The CX4 family consists of the CX4-120, CX4-240, CX4-480 and CX4-960 – each distinguished by the number of drives it holds. The CX4-120 features 120 drives, 6GB cache memory and from 4 to 16 Fibre Channel and iSCSI connections. The CX4-240 is a more powerful machine than the CX4-120 – it features up to 240 drives, 8GB cache and from 4 to 20 Fibre Channel and iSCSI connections.

With the CX4-480, you can see where all of this is going. It features as many as 480 disk drives, but adds up to 16GB of cache and 8 to 24 Fibre Channel and iSCSI connections. The CX4-960 has of course 960 disk drives, but is the most powerful box of the CX4 family. It features 32GB of cache and up to 32 Fibre Channel and iSCSI connections. But it is with the CX4-960 where all similarity ends.

The CX4-960 can be outfitted with solid state flash drives for Tier 0 storage in December of this year, featuring performance of 30x more IOPS (I/O Operations Per Second) than traditional drives.

In addition the new CX4 family features thin provisioning, which EMC dubs virtual provisioning, and spin-down and low power Serial ATA drives, which it claims and much of the industry believes, will save energy.
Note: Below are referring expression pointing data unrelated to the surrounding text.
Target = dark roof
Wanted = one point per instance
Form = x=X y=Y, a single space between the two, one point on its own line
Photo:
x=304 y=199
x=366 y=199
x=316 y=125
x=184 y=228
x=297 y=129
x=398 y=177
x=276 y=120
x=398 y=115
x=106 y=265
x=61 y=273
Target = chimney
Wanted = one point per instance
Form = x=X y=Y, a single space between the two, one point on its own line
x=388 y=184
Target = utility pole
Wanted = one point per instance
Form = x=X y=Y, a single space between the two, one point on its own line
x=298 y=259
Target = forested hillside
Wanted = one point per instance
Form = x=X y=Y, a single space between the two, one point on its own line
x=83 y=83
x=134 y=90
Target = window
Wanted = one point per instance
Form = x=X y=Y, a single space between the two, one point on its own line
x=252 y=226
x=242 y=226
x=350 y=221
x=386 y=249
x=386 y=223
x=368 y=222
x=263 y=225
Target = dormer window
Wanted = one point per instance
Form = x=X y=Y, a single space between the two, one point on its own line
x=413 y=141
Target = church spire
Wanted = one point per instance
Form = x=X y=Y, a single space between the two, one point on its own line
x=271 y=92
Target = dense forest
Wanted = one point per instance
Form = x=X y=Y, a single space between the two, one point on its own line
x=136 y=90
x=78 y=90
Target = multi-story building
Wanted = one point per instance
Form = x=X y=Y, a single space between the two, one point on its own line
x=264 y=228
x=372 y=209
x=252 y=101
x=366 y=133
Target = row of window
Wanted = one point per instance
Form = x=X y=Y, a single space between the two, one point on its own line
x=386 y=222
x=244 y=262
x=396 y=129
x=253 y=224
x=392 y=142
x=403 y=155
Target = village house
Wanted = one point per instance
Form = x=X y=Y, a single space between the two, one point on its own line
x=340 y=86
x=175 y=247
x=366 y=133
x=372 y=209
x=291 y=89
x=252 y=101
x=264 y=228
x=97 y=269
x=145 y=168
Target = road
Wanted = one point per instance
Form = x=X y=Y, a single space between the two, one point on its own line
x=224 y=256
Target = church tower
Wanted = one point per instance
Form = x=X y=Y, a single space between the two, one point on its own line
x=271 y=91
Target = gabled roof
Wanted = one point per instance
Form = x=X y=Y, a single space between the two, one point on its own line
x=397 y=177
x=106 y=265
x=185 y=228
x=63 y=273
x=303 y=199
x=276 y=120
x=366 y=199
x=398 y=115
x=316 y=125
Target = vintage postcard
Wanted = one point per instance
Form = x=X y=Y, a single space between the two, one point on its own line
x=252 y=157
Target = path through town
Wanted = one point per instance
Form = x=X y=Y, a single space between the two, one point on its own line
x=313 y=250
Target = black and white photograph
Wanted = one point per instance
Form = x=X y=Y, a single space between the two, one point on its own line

Further, the CX4 family supports concurrent local and remote replication – an integrated RecoverPoint splitter simplifies deployments.

EMC will also extend solid state flash drives to its Celerra network-attached storage platform in the next six months. The company has already incorporated SSD flash into is high-end Symmetrix array.

EMC is not the only vendor to deploy flash drives. Sun has said it will introduce SSDs in both its servers and storage.

Deni Connor is principal analyst for Storage Strategies NOW.